Jon Gomm – Secrets Nobody Keeps review

If you’ve heard of Jon Gomm, it’s because of the viral success of his best known track, Passionflower. The percussion guitarist rose the the world’s attention after a simple one word Tweet of “Wow.” from Stephen Fry gave the Leeds musician 2 millions YouTube views back in 2012. That figure has now risen to over 8 million (and counting) – if you want to add to that, or you’ve somehow missed the phenomenon, you can check out the video below. The title of his most recent record, Secrets Nobody Keeps, gives a nod towards the power of communication via social networks.
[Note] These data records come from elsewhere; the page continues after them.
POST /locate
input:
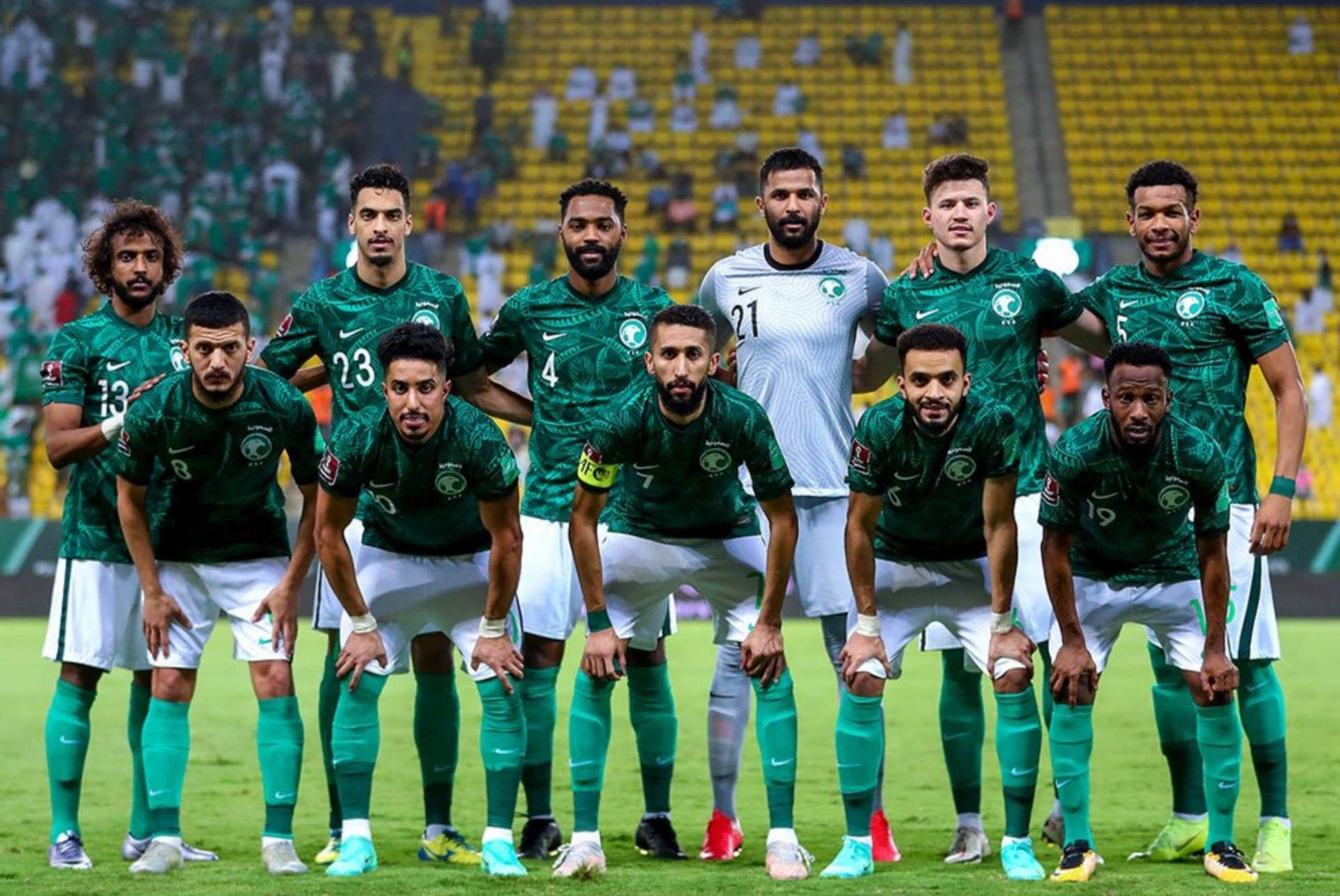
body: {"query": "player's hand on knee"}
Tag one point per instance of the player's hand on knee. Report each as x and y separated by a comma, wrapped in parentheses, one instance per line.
(1012, 645)
(858, 651)
(1219, 674)
(502, 657)
(603, 658)
(160, 611)
(761, 654)
(1073, 674)
(359, 650)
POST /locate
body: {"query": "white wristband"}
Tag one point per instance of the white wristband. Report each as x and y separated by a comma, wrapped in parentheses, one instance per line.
(112, 426)
(868, 626)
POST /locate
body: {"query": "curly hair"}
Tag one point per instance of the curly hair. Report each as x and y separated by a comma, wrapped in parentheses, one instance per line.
(134, 218)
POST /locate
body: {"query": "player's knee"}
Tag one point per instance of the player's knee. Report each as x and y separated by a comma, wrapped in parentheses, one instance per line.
(1013, 682)
(432, 654)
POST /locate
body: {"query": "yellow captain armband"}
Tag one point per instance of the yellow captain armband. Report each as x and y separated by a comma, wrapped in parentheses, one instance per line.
(593, 473)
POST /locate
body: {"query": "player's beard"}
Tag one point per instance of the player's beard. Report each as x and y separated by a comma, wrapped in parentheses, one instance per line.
(685, 406)
(609, 257)
(124, 294)
(777, 227)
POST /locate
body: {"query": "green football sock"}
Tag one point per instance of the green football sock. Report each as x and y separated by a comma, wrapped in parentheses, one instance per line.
(1174, 715)
(1019, 745)
(775, 725)
(1220, 736)
(657, 730)
(962, 730)
(355, 738)
(329, 699)
(502, 747)
(1072, 744)
(1261, 705)
(167, 750)
(540, 705)
(67, 745)
(437, 734)
(279, 745)
(134, 734)
(861, 742)
(588, 745)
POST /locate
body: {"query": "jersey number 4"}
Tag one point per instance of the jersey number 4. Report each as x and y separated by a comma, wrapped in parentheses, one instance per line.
(740, 315)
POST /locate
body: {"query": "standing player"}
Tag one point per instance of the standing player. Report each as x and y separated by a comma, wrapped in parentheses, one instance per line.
(1118, 547)
(97, 367)
(1003, 303)
(441, 547)
(221, 548)
(932, 525)
(585, 335)
(341, 320)
(681, 517)
(792, 304)
(1214, 318)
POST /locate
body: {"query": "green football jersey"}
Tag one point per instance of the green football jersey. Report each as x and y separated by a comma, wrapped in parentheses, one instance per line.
(1213, 318)
(342, 319)
(223, 498)
(97, 362)
(421, 500)
(684, 482)
(1002, 306)
(1130, 520)
(582, 352)
(932, 485)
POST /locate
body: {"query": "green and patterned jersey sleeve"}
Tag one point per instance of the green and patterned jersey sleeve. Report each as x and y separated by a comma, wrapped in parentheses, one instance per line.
(341, 470)
(492, 466)
(135, 445)
(888, 329)
(1060, 504)
(763, 457)
(505, 338)
(865, 464)
(1255, 315)
(65, 374)
(302, 450)
(1210, 493)
(295, 341)
(1060, 307)
(1003, 454)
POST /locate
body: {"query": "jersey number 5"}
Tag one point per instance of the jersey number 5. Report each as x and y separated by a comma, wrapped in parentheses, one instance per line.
(738, 314)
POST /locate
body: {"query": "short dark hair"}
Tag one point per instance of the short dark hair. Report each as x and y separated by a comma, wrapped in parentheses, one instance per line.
(1162, 173)
(694, 316)
(789, 158)
(932, 338)
(416, 342)
(1137, 355)
(380, 177)
(955, 166)
(132, 217)
(216, 310)
(593, 186)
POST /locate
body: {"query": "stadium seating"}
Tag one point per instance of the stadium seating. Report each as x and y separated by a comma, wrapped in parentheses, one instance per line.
(1216, 89)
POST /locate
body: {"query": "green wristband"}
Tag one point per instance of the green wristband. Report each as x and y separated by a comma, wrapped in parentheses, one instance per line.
(598, 620)
(1284, 486)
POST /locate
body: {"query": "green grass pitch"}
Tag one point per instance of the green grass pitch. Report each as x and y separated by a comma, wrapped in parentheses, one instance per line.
(223, 808)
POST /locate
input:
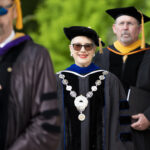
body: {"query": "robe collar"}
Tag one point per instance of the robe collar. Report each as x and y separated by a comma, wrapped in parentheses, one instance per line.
(83, 70)
(17, 40)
After the release of the record, he went on to tour the world with it, playing the likes of South America and Africa, as well as closer to home achievements in the form of Download and Electric Picnic festivals. This March, Jon heads out on tour again, his first since his first extensive UK tour since his 28 date sold out one back in October 2013. Jon speaks of his aims for the rest of the year; “My next plan was that I wanted to make sure my new post-Passionflower online audience got to hear my old tunes, so I gathered up my most requested songs, and I’ve filmed a new series of live-in-the-studio videos I’m calling Live In The Acoustic Asylum sessions, which I’m drip-feed releasing throughout 2015. I also have a few brand new songs I’m pretty excited about, which I’ll be testing out on this tour.”

One of the incredible things about Jon Gomm’s work is that after the success of Passionflower, you can’t compare him to anyone – he’s the person you compare others too. For those unfamiliar, Jon’s music is in the same vein as the likes of John Butler Trio, Andy McKee and Erik Mongrain, his straightforward percussion guitar (though I believe that might be an oxymoron) enhanced with touches of vocals and other instrumental. On the back of the CD case reads details of the release, and attention should be drawn to the second sentence; “One guitar, no overdubs or loops”. Perhaps that’s what makes this style of work even more impressive.

Far from being the one-trick pony people may hypothesise Jon to be, this ten track offering covers all kinds of wonderful. With several tracks featuring saxophone and one featuring vocals from Natasha Koczy, there are layers to the music far beyond that which might be expected. The dappling with music beyond the guitar twists and experimental hint into the sound, and with vocals appearing on only just over half the tracks, there’s a strong atmosphere conveyed with a more intense focus on the backing.

With an album of this calibre, it’s impossible to choose a favourite, and futile attempting to do so – real stand out moments come with fourth Wukan Motorcycle Kid and Natasha’s vocals on Deep Cut. Between the simplicity of Jon’s guitar and the technicalities with which it is played comes a wonderful balance – he is a lot more than a one track wonder.